Alabama’s own Daniel Boone presentation in Foley June 16

Alabama’s own Daniel Boone presentation in Foley June 16

Historian and local author, Mike Bunn, will be returning to the Foley Public Library on Thursday, June 16 at 2 p.m. to give a presentation titled “Sam Dale, Alabama’s Davy Crockett/Daniel Boone.” Seating is limited and reservations are required. RSVP online at foleylibrary.org or call 251-943-1031.
Dale is an Alabama frontiersman who was a key figure in the Creek Wars. He guided settlers down the Federal Road and helped open frontier settlements in southwest Alabama.
Bunn is a public historian who has spent the entirety of his career researching, writing, and speaking about the Deep South’s history and culture. He is currently Director of Operations at Historic Blakeley State Park in Spanish Fort.
Pictured: The General Sam Dale monument at his grave site on Hwy. 39 in Daleville, 15 miles north of Meridian. Dale (1772-1841) was a scout, frontiersmen, soldier, and public servant who played an important role in carving the state of Alabama out of the Mississippi Territory. His frontier exploits, particularly those involving his participation in the Creek War of 1813-14, earned him hero status among early Alabamians and the nickname the “Daniel Boone of Alabama.”
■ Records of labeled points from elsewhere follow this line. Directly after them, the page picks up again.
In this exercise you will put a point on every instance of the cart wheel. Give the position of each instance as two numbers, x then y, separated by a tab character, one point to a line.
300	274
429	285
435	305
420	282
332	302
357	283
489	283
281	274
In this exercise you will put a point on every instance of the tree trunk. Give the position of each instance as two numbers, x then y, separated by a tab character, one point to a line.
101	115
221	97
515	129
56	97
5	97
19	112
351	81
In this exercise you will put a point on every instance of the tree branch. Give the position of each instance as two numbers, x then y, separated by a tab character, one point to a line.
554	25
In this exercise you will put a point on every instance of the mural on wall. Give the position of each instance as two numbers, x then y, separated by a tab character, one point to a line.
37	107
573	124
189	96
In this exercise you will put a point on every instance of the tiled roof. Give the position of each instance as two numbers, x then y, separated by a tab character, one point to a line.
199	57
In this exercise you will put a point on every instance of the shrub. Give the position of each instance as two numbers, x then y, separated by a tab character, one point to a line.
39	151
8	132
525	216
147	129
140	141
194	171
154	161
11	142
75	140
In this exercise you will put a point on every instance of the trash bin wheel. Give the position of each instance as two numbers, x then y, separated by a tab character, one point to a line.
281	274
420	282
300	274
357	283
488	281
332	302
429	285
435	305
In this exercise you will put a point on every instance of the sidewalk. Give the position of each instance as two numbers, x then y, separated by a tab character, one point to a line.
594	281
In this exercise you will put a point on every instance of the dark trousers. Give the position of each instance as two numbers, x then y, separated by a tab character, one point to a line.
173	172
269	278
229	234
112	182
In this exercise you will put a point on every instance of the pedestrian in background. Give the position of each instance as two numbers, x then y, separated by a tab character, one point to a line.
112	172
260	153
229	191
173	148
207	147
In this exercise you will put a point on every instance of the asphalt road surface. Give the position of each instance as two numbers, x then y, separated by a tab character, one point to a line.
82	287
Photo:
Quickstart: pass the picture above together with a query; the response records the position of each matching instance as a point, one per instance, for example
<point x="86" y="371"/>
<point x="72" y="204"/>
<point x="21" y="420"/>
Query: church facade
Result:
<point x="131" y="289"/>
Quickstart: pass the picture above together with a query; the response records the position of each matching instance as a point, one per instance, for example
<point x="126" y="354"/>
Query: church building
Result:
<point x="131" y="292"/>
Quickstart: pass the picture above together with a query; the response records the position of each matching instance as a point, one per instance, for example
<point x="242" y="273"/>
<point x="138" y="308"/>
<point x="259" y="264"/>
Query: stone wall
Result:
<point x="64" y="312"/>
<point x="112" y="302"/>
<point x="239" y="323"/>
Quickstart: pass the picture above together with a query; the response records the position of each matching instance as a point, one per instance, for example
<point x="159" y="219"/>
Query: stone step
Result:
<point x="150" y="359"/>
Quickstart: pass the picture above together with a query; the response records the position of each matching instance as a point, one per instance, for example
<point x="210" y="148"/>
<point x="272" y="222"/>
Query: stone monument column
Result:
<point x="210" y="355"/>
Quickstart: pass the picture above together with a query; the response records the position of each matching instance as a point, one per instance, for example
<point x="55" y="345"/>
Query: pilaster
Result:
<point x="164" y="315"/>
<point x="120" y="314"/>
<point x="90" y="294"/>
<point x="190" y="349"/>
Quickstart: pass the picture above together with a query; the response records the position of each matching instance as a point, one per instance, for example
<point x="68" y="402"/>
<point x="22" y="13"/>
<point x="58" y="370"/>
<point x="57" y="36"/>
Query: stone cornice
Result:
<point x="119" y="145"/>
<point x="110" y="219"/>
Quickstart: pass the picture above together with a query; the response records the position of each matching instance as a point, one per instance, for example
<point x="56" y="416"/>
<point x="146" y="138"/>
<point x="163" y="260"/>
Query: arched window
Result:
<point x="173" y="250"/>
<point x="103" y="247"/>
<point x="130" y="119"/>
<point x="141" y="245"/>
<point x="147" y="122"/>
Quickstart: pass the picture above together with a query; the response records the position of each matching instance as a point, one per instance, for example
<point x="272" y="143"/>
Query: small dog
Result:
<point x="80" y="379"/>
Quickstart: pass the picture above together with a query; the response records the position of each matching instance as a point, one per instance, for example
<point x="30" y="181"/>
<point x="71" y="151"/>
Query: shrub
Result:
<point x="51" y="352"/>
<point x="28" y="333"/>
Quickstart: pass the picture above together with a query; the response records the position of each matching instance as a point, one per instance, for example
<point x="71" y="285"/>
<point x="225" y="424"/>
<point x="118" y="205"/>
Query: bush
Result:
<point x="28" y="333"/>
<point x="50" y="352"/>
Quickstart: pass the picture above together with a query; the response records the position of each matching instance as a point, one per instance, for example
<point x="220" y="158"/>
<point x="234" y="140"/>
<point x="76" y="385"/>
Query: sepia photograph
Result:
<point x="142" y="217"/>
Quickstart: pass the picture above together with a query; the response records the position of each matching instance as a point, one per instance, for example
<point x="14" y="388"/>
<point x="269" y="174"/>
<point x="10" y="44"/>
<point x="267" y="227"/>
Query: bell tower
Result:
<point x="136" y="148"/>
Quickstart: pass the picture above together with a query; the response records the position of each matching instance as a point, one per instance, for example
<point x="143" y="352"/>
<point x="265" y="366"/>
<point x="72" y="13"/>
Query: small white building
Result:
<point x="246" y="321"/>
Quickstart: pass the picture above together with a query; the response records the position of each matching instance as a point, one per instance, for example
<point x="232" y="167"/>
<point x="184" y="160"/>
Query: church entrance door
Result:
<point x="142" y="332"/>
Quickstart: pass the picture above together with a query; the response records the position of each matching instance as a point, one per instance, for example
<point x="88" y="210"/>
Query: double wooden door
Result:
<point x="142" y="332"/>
While serving in the territorial legislature in 1817, Gov. William Wyatt Bibb commissioned Dale as a colonel in the Alabama militia. He later became a member of the first General Assembly of the Alabama Territory and served in the state’s legislature from 1819 to 1820 and again from 1824 to 1828. In 1821, he was appointed a commissioner to establish a public road from Tuscaloosa to Pensacola and then on to Blakeley in Baldwin County and Fort Claiborne.